Identifying Robust Neural Pathways: Few-Shot Adversarial Mask Tuning for Vision-Language Models
Abstract
Recent vision-language models (VLMs), such as CLIP, have demonstrated remarkable transferability across a wide range of downstream tasks by effectively leveraging the joint text-image embedding space, even with only a few data samples. Despite their impressive performance, these models remain vulnerable to adversarial attacks, raising significant concerns about their security and reliability in practical deployments. To address this issue, we propose Adversarial Mask Tuning (AdvMask), a method that effectively enhances the robustness of VLMs without directly modifying their pre-trained weights. Instead, our AdvMask learns a set of binary masks that selectively deactivate model parameters vulnerable to adversarial perturbations.
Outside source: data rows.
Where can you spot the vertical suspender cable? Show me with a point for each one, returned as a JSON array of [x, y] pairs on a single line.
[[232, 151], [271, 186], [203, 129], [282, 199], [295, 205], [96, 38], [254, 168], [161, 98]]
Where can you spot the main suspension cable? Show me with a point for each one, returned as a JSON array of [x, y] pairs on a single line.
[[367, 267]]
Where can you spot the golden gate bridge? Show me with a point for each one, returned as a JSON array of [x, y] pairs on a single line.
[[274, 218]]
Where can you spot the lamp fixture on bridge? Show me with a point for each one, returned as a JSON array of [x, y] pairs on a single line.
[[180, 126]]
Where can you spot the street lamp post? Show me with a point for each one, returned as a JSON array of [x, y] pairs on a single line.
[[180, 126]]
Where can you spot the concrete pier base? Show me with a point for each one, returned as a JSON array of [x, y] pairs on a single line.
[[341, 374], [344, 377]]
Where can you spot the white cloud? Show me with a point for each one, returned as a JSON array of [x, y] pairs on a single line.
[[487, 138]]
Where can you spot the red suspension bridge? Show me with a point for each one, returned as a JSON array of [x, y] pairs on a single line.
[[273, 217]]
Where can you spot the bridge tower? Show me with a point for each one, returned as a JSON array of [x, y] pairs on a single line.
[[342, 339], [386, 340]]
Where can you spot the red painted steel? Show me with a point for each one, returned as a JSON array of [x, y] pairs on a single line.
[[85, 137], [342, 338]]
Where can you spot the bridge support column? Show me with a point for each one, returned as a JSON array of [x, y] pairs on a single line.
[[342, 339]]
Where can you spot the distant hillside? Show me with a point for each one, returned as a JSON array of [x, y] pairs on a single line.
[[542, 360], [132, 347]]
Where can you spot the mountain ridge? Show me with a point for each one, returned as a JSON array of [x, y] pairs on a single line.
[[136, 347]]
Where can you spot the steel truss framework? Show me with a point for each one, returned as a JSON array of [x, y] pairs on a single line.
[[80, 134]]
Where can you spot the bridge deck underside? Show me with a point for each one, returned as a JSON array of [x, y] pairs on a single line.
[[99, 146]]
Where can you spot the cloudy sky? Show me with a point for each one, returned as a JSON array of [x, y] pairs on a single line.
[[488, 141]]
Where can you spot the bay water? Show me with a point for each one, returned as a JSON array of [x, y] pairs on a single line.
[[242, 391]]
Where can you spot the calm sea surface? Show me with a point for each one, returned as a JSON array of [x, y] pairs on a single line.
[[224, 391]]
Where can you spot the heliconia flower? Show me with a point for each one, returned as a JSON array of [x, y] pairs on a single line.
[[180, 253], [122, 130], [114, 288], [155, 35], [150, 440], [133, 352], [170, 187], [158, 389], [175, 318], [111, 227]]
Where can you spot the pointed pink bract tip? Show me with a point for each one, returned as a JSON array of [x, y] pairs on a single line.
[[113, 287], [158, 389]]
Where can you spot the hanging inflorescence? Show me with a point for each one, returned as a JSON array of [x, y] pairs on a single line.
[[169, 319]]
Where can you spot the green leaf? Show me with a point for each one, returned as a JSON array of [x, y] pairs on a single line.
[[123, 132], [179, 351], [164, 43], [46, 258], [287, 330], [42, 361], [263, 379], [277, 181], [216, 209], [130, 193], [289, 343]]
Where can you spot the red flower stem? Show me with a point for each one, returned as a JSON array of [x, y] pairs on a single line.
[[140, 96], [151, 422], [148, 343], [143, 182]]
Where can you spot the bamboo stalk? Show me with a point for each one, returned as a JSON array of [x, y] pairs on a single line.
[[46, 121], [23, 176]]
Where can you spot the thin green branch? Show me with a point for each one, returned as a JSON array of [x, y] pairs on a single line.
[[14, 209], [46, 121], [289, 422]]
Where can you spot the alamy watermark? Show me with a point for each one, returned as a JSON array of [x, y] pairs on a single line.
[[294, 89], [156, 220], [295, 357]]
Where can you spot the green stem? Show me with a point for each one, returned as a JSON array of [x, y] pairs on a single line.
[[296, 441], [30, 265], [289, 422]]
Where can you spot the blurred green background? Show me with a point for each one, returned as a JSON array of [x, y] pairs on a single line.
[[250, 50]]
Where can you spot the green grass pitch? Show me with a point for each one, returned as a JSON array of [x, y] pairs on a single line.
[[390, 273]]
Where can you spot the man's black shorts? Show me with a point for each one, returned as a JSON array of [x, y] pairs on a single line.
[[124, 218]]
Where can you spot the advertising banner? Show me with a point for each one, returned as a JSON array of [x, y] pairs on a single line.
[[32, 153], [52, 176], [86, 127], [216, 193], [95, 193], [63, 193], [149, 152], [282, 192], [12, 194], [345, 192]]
By identifying robust neural pathways within the vision encoder, AdvMask facilitates the generation of features and predictions that are resistant to adversarial attacks. Furthermore, we introduce a Layer-wise Adaptive Feature Alignment (LAFA) loss, specifically designed to optimize AdvMask in few-shot scenarios. The LAFA loss adaptively aligns intermediate-layer features from clean and adversarial samples across each transformer block, enhancing the representational robustness of the model. Experimental results across multiple benchmarks confirm that our AdvMask approach substantially outperforms existing adversarial tuning techniques for VLMs, especially in few-shot settings.